На второй неделе Миша прислал голосовое:
— Мама опять в больнице. Давление. Света орёт, не справляется. Может, приедешь?
Она не ответила.
Позже пришло сообщение: «Ты правда её бросила?»
А потом — тишина.
Света выложила в соцсети фотографию матери с подписью: «Как же больно видеть, как стареют наши любимые… Берегите родителей, пока они рядом».
Подписчики слали сердечки. Комментарии — «держитесь», «какие вы молодцы, что рядом». Лида смотрела это с какого-то странного расстояния. Как будто всё это — про чужих людей.
Через месяц ей позвонил сосед:
— Привет, Лид.
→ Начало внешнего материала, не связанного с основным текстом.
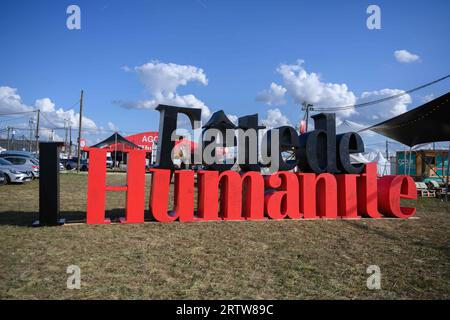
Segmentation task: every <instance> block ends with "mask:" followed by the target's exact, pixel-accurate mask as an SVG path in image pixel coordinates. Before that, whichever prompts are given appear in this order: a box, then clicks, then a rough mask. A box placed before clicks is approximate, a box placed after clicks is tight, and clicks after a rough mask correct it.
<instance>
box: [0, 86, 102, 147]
mask: <svg viewBox="0 0 450 320" xmlns="http://www.w3.org/2000/svg"><path fill="white" fill-rule="evenodd" d="M36 109H39V110H40V111H41V119H40V129H39V131H40V137H41V139H44V140H46V139H49V138H50V137H51V136H53V137H54V139H55V140H63V137H62V136H63V135H64V130H61V128H64V125H65V124H67V125H71V126H72V127H73V128H76V127H77V126H78V122H79V116H80V115H79V113H77V112H75V111H74V110H73V109H68V110H64V109H63V108H57V107H56V105H55V103H54V102H53V101H52V100H51V99H50V98H42V99H37V100H36V101H35V102H34V104H33V105H28V104H26V103H25V102H23V101H22V98H21V96H20V95H19V94H18V90H17V89H16V88H11V87H8V86H0V113H16V112H30V118H34V121H36V116H35V114H34V113H31V112H32V111H34V110H36ZM29 120H30V119H28V118H27V117H26V116H25V117H24V116H23V115H18V116H13V117H12V118H10V119H9V122H8V124H9V125H10V126H13V127H16V128H17V130H18V131H20V130H22V131H24V132H22V133H21V134H24V133H25V132H26V134H24V135H25V136H28V133H29V131H27V130H29V122H28V121H29ZM55 128H56V129H55ZM58 128H59V129H58ZM83 129H84V130H86V136H87V137H89V136H92V135H94V134H97V133H98V128H97V125H96V124H95V122H94V121H93V120H92V119H90V118H88V117H83ZM58 130H59V131H58Z"/></svg>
Ты прости, что вмешиваюсь, но у вас там… Света сдаёт часть дома. Студентам вроде. Мы думали, ты в курсе.
Лида не была в курсе.
На следующий день она приехала.
Дом выглядел непривычно оживлённым. Во дворе сушилось бельё, какие-то молодые парни курили у крыльца. Мать лежала в зале, телевизор гремел на полную.
Света сидела на кухне, нарезала огурцы.
— А ты чего приперлась?
— Сосед сказал, ты комнату сдаёшь.
— Ну а что? Дом большой, нам с Таней хватает. Мама всё равно глухая, ей без разницы. Деньги идут — всем польза.
Лида вздохнула.
— А ты спрашивать не пробовала?
— У тебя? Смешно. Ты же ушла. Сама. Всё.
Она стояла, смотрела на сестру, и понимала: всё. Вот она, та черта, за которой — чужие. Не родственники. Не близкие. Просто чужие.
Через неделю мать попросила её приехать «на минуточку».
— У меня к тебе просьба, — сказала она, не глядя в глаза. — Если вдруг что, ты уж Свете помогай. Ей тяжело. Она одна тут останется, с Таней.
Лида выпрямилась.
— Ты уже решила, что останется?
— Конечно. Ну а что? Она же с нами осталась, ухаживала, помогала — вот ей и оставим, — объясняла мать свой поступок младшей дочери.
Лида ничего не ответила. Просто вышла из дома. Закрыла за собой калитку. Шла медленно, чувствуя, как тяжесть уходит из плеч. Боль — остаётся. Но тяжесть — уходит.
Она не знала, вернётся ли когда-нибудь.
И не знала, что скажет, если позовут.
Но в ту минуту — впервые за много лет — ей было не страшно быть собой. Без роли. Без обязательств.